Despite the liberal approach towards cryptocurrencies in South Korea, there has been a lot of concern that a lot of citizens are actually switching to crypto.
What does this mean?
Put plainly, citizens are trading their hard cash for digital assets in the hopes of multiplying their riches, and not least because it’s very easy to use them around the country. South Koreans are quite happy to let you pay in crypto – no questions asked.
With this in mind, it’s easy to see why officials are trying to warn their citizens that there are multiple risks in dealing exclusively in crypto:
- Devaluations are rapid and immediate
- Hackers can steal the assets on a whim
- There’s no international consensus
These problems may not seem like much and you might argue – but even banks have the same problems. Ask yourself – how many times has your money gone missing from your bank account.
To be completely secure, you will have to make quite a few efforts, of course, such as establishing everything on a separate PC with a licensed anti-virus software. It’s an expenditure and we agree, but it is what it is.

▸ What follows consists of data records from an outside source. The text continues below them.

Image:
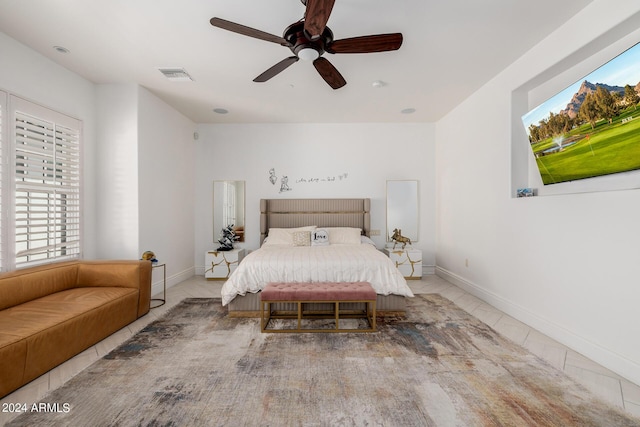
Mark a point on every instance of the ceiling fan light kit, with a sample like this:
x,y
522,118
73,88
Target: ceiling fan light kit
x,y
310,38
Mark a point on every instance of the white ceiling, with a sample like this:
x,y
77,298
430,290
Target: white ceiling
x,y
451,48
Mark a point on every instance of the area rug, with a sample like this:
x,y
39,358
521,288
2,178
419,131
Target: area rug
x,y
438,366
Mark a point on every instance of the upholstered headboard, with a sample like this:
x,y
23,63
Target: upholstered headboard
x,y
289,213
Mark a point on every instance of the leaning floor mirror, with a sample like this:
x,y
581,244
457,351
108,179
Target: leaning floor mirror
x,y
402,208
228,207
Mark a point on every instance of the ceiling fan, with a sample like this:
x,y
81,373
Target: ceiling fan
x,y
310,37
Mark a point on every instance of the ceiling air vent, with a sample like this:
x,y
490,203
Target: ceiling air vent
x,y
176,74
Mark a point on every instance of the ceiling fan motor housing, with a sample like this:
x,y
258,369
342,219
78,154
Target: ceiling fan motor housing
x,y
298,39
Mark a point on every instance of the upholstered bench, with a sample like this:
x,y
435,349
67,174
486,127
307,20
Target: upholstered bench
x,y
322,292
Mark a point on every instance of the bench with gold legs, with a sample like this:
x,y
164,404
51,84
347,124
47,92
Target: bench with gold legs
x,y
323,292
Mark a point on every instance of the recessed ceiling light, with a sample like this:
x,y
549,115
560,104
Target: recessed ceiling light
x,y
176,74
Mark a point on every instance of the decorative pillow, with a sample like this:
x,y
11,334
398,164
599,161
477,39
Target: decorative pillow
x,y
284,236
366,241
344,235
301,238
319,237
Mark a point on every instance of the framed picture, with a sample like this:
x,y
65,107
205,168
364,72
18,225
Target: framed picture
x,y
525,192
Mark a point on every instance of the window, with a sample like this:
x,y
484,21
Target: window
x,y
44,203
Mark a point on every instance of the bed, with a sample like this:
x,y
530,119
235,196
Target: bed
x,y
342,259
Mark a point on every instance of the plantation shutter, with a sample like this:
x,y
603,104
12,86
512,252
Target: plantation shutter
x,y
47,186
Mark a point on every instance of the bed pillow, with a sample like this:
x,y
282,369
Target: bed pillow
x,y
319,237
344,235
302,238
284,236
366,241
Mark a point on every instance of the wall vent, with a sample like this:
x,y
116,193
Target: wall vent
x,y
176,74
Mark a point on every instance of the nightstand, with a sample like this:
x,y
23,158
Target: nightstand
x,y
219,264
408,261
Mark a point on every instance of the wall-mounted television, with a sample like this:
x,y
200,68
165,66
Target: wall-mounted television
x,y
592,128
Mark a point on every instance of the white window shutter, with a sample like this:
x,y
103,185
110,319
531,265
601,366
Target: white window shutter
x,y
47,188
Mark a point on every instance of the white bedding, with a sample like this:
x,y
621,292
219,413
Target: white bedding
x,y
332,263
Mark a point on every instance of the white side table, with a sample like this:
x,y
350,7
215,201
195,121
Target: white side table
x,y
164,285
218,265
408,261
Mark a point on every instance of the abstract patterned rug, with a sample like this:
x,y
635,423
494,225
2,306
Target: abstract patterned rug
x,y
439,366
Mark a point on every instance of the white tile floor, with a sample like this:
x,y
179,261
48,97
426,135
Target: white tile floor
x,y
599,380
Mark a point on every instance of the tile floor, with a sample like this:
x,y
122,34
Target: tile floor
x,y
599,380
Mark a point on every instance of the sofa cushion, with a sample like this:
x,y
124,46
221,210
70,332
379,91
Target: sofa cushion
x,y
13,356
21,286
51,310
54,328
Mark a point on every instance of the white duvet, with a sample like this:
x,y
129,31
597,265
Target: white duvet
x,y
332,263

With cryptocurrencies, though, spoofing and fake-website attacks have been very common. Even smart users fall prey to very common scams. The market is indeed growing and that’s giving everyone hopes that things will be changing very rapidly and very quickly indeed.

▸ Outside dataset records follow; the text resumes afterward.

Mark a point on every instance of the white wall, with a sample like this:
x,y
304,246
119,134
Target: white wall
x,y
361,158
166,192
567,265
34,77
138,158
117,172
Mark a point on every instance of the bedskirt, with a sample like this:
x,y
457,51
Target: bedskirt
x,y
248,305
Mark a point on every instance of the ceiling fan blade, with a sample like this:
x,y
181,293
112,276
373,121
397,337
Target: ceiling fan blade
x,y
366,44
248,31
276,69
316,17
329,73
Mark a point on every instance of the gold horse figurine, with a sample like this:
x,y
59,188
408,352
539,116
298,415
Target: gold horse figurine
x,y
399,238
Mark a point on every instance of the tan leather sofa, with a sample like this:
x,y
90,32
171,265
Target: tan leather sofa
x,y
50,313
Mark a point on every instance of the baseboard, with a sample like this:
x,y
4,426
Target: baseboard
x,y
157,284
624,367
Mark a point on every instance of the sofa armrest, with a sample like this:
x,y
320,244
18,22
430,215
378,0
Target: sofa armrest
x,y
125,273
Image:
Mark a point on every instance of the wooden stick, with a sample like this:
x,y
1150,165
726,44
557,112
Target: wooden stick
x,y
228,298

Creating a Common Regulated Future in Which to Share Cryptocurrencies
Creating a future for cryptocurrencies and countries that can use them will definitely require a lot of effort, attention and dedication. This is precisely what many people are ready to aspire to, but it’s really complicated. Without proper centralization – think China, there’s little chance for any country to manage to achieve a common framework and work with other countries in a bid to regulate cryptocurrencies.
Legislation to Remain a Tad Uncertain
Today, we know that cryptocurrencies will remain quite uncertain, which will make them even more difficult to pinpoint. Without the world agreeing to one condition – that more control is necessary – hackers will continue poaching a lot of digital capital. There are quite a few things to take into consideration and that you will really want to sort out quickly.
However, it’s ultimately up to lawmakers to make everything work.